3. Procedure according to claim 1 or 2, charac­terized in that, when oxidizing enzymes are used, the redox potential is adjusted by means of suitable oxidation-reduction chemicals.

4. Procedure according to any of the preceding claims, characterized in that the oxidizing enzyme used is preferably phenoloxidase, lignin peroxidase, man­ganese peroxidase or a mixture of these, and the oxidation-­reduction chemicals are preferably gaseous nitrogen or oxygen, antioxidants, sugars or sugar derivatives, organic acids or inorganic salts, used either by themselves or in mixtures.

5. Procedure according to any of the preceding claims, characterized in that the temperature range of the enzyme treatment is 10-90°C, preferably 40-75°C, and the pH range 2.0-10.0, preferably 4.0-8.0.

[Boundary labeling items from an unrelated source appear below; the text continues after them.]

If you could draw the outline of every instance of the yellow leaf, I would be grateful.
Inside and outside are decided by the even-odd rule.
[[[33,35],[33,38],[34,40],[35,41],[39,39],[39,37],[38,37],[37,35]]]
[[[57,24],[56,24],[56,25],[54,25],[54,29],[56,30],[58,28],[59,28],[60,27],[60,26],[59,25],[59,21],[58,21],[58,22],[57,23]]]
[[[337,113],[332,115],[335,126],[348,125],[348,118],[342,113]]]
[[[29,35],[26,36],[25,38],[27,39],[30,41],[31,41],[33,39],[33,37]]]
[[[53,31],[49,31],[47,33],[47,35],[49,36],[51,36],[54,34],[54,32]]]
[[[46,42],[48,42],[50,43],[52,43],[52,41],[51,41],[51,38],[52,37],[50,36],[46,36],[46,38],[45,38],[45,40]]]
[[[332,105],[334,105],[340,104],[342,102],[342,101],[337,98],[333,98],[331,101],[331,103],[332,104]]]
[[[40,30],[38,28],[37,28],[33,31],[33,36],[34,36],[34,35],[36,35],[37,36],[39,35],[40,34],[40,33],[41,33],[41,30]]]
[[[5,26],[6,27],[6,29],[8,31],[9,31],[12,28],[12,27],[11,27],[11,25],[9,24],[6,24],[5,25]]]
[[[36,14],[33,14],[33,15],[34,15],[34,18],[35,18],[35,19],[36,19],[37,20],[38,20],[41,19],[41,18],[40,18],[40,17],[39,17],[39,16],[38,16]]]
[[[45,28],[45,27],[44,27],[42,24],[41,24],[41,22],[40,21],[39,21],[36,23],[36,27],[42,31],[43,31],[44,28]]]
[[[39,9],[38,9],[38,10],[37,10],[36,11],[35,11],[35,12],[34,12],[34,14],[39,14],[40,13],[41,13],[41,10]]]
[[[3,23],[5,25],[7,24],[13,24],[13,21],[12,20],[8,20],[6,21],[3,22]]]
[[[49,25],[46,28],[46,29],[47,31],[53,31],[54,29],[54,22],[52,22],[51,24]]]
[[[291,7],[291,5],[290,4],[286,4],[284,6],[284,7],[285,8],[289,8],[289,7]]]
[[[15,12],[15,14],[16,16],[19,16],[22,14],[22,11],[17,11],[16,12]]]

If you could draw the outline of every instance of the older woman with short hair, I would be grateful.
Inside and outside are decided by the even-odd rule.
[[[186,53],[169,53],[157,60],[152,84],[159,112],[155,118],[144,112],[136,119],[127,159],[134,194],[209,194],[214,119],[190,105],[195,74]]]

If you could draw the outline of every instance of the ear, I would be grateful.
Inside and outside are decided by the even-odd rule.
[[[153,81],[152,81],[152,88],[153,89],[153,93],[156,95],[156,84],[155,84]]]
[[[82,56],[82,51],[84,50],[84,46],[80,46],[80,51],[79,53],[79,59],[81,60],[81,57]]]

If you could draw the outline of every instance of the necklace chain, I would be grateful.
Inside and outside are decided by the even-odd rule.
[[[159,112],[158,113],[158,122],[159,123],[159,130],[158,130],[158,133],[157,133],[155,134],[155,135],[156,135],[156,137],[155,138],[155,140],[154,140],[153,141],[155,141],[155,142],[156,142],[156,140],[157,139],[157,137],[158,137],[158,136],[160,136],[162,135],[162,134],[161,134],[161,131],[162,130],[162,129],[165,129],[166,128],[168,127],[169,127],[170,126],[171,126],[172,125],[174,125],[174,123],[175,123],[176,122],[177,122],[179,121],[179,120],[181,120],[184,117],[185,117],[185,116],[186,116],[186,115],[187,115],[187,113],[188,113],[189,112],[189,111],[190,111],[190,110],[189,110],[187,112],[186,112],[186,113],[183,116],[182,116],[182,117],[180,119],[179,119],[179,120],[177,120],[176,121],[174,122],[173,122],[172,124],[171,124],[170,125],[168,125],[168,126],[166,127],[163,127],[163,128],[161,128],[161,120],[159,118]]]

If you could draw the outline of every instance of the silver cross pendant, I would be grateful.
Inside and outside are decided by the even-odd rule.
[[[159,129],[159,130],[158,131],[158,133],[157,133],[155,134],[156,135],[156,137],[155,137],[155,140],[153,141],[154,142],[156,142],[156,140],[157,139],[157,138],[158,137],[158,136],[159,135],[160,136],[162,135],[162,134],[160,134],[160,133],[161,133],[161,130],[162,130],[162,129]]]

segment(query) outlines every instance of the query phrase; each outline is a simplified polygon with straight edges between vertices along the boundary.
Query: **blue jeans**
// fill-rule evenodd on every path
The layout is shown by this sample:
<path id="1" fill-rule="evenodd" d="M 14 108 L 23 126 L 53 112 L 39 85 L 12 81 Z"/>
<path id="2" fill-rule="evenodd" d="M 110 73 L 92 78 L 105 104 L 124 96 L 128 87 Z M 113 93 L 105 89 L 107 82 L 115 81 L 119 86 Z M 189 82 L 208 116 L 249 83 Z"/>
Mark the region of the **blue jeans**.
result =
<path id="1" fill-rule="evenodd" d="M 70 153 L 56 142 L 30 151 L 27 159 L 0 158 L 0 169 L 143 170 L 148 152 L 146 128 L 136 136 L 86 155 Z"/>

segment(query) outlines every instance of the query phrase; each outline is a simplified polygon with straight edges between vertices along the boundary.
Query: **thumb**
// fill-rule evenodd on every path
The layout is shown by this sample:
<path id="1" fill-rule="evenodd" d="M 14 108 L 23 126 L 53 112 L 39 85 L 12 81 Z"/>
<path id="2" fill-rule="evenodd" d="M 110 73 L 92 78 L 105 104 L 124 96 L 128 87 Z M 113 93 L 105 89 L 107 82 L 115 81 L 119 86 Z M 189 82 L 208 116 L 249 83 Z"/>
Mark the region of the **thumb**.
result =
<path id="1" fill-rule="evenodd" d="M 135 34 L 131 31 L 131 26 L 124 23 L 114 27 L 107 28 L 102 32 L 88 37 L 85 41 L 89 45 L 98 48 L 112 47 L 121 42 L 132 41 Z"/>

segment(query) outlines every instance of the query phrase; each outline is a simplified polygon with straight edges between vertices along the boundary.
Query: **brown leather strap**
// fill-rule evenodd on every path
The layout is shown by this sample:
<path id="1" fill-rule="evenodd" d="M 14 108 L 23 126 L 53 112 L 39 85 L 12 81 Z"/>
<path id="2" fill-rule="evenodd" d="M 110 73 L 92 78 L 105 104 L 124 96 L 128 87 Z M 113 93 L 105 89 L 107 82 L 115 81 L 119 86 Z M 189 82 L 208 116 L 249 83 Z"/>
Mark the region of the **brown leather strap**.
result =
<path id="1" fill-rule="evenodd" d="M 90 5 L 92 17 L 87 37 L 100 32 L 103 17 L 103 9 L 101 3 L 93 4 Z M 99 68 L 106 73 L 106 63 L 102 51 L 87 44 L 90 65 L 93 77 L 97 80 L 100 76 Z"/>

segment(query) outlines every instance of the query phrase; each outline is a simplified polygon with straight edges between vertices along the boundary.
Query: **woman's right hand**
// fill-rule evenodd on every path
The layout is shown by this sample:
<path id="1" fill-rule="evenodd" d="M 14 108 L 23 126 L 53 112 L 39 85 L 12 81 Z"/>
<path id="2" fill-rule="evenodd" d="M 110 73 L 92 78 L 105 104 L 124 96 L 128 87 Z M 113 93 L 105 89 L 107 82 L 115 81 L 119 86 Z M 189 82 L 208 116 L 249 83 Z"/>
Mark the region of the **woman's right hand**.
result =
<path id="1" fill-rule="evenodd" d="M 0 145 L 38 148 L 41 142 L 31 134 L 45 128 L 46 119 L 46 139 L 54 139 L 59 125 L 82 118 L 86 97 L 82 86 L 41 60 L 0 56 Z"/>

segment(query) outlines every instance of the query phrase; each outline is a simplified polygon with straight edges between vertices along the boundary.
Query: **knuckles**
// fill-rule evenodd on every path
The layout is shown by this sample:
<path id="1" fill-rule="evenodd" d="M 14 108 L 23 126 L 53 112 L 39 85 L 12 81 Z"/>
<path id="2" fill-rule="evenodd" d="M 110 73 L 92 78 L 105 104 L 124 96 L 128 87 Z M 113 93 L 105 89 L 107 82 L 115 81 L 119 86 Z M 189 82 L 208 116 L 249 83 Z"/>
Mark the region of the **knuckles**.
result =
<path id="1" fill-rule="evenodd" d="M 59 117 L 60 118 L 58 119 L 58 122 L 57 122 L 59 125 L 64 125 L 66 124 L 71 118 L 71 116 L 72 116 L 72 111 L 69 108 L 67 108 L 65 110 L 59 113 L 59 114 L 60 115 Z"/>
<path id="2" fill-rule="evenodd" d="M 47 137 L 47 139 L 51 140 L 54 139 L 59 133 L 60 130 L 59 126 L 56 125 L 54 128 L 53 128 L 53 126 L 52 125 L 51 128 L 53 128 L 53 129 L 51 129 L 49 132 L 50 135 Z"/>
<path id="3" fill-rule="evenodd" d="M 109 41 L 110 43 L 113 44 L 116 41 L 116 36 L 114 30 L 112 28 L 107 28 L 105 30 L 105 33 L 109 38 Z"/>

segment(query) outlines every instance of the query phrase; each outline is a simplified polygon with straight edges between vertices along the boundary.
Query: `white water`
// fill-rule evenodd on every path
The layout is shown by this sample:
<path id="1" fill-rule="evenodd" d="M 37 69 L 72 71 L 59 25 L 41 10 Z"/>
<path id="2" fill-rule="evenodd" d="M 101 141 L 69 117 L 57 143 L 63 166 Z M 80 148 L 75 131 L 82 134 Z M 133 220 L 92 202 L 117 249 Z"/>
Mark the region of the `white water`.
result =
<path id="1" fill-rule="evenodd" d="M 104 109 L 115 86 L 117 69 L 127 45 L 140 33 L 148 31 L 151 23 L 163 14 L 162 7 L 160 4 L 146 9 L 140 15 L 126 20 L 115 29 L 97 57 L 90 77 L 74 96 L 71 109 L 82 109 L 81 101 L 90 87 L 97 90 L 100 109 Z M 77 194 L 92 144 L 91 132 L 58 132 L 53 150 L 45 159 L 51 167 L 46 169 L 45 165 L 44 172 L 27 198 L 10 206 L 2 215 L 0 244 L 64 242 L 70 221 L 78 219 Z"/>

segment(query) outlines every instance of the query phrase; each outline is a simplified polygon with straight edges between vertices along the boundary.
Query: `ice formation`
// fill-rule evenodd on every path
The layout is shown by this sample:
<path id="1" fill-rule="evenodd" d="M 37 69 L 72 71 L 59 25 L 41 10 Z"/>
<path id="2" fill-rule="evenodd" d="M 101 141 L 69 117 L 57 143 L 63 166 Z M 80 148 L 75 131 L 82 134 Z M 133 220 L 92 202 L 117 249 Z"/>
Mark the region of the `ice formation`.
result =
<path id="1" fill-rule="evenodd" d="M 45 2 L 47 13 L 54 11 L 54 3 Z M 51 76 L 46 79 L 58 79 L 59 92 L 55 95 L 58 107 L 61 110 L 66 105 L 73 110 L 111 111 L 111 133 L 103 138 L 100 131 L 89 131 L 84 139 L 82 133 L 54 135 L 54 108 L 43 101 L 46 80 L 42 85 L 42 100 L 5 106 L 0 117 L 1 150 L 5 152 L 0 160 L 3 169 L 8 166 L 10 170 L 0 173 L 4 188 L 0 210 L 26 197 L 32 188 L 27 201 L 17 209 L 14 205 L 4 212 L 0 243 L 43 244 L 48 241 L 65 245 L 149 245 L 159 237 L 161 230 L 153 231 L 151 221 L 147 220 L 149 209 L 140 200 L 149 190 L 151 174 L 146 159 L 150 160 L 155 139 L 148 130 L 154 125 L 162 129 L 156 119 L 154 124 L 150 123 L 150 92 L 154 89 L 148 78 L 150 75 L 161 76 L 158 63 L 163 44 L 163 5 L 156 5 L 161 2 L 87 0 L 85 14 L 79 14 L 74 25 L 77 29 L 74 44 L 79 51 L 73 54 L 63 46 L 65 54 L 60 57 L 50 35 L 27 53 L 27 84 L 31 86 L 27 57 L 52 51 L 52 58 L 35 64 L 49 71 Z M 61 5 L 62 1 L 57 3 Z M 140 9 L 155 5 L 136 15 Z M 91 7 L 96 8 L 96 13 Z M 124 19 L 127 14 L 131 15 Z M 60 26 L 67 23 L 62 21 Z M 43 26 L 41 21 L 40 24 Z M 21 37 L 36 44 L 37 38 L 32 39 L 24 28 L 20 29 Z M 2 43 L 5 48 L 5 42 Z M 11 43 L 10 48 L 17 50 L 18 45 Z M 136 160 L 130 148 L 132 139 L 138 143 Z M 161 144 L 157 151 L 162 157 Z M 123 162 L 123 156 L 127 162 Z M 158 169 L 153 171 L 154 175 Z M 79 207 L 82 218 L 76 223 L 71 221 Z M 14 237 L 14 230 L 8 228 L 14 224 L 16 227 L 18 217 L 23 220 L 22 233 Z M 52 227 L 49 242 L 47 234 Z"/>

6. Use of enzymes acting on lignin to reduce the energy consumption in the production of mechanical pulp.

7. Use of an enzyme according to claim 6 to reduce the energy consumption in the production of mechanical pulp when oxidizing enzymes are used.

8. Use of an enzyme according to claim 5 to reduce the energy consumption in the production of mechanical pulp when an oxidation-reduction chemical is used.

9. Use of oxidation-reduction chemicals according to claim 6 to reduce the energy consumption in the production of mechanical pulp when the oxidation-reduction chemicals are gaseous nitrogen or oxygen, antioxidants, sugars or sugar derivatives, organic acids or inorganic salts, used either by themselves or in mixtures.

10. Use of phenoloxidase, lignin peroxidase, manganese peroxidase or a mixture of these according to claim 6-9, to reduce the energy consumption in the production of mechanical pulp.